Updated: May 8
I hear it all the time: "Should you eat before a workout?" If you’ve ever run out of energy in the middle of a morning training session after skipping breakfast, you already know the answer is yes. Whether you’re working out before or after breakfast can make a big difference to your performance and your results.
Breakfast should be a meal that keeps you fueled for your workout and the day ahead. Whatever your day holds, eating well in the morning sets you up to eat well throughout the day.
So what’s the best thing to eat before a workout? To get you energized for your workouts and beyond, let’s take a look at what you should be eating, when you should be eating it, and show you how easy it is to whip up some great pre-workout meals.
Should I work out before or after breakfast?
To get the maximum benefit from your training, you don’t go into a workout empty. But what should you eat, and when?
Ideally, your pre-workout breakfast or snack should be eaten 1-2 hours before working out. This gives your body time to process and use the food as fuel. But do you have to eat a full meal or can you just have a snack?
If you don’t eat a full breakfast prior to training, you should aim to eat a larger meal with protein and carbohydrates in the 2-hour window after your workout. This will ensure your body has what it needs to restore energy, and repair and build muscle.
You may be curious about “pre-workouts” – drinks or supplements claiming to provide energy for training. As the primary ingredient in most pre-workout products is caffeine, it’s a lot easier (and cheaper) to just have a coffee instead.

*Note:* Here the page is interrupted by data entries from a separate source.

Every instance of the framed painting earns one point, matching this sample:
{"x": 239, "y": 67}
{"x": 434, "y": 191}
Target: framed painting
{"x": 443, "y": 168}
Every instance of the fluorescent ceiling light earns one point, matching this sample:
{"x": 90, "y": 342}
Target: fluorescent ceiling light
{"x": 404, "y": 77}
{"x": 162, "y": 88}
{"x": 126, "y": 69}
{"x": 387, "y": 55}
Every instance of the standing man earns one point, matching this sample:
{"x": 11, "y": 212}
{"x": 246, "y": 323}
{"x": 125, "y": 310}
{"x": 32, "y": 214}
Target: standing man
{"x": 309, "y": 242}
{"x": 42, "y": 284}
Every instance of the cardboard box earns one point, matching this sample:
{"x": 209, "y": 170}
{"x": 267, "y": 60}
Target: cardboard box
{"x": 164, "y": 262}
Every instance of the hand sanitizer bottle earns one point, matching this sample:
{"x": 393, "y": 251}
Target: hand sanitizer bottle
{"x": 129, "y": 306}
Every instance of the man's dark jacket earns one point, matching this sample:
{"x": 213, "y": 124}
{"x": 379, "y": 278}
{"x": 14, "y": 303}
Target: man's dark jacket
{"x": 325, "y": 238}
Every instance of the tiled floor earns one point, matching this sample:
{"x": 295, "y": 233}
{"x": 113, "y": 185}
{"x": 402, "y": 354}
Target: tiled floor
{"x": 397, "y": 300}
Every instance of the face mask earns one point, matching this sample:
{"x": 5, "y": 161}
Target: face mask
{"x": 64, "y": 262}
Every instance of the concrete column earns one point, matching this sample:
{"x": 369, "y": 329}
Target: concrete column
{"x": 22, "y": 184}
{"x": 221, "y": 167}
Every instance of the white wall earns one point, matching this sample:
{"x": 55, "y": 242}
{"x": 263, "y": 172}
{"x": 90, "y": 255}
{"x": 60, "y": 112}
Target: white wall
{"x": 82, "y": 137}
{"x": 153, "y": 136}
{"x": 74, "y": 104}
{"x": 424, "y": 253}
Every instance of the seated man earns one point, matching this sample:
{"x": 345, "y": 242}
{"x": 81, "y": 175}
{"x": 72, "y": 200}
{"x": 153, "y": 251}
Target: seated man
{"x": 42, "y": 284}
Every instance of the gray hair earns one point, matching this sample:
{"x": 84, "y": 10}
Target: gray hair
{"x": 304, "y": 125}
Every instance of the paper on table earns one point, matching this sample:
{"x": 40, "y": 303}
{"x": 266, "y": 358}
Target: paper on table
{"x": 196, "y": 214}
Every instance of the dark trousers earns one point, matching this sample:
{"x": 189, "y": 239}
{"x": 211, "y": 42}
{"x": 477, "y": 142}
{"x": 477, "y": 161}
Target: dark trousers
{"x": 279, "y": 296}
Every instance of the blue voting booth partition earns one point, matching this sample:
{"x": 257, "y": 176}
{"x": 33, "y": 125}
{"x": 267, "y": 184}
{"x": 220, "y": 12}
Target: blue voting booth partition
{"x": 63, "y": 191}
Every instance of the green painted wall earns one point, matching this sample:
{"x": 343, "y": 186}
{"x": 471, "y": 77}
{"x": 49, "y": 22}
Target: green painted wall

Finding the right level of nutrition for your training can take a bit of trial and error, so monitor how you feel while working out. Feeling lightheaded, dizzy or nauseous during a workout are all potential signs that you need more fuel.
What should be included in a pre-workout breakfast?
Carbohydrates are your body’s main source of fuel. Those oats, slices of wholegrain toast, Greek yogurt, or apple slices are your morning staples. They’re all delivering carbs that will help your body power through the workout ahead.
Including protein in your breakfast is important if you’re building muscle with strength training, but less crucial for cardio. As protein takes a lot of energy to digest, don’t overdo it – too much could make you sluggish and impact your workout performance.
Likewise, a good breakfast should be lower in fat, so you get the energy boost without it sitting too heavy in your stomach before exercise.
So what does that actually look like?
I like to make homemade blueberry muffins that have 3/4 oat/buckwheat/whole wheat flour and 1/4 protein powder, replace the oil with applesauce and sweeten with maple syrup. Toast with powdered peanut butter and sliced bananas is delish because it cuts the fats down but still gives you a healthy dose of protein. A bowl of oatmeal with added protein powder, nuts/seeds, and fresh or dried fruit is a staple.
All sounds great but who has time for all that! When I'm a bit shorter on time I'll make smoothies with greens and protein powder to balance everything out. A great non-vegan option (but don't think that stops me from making a vegan option) is a breakfast sandwich. BUT!!! Hold the cheese and/or egg yolk to lower the fat - both if you have it with bacon or sausage.
I hear you... You don't want a full size breakfast. Make/buy some granola bars but watch those fats and sugars! If you don't want the full thing before a workout, cut it in half or buy the minis. (Yes they make mini bars!!) What matters is that you have something - particularly if it's going to be a hard workout.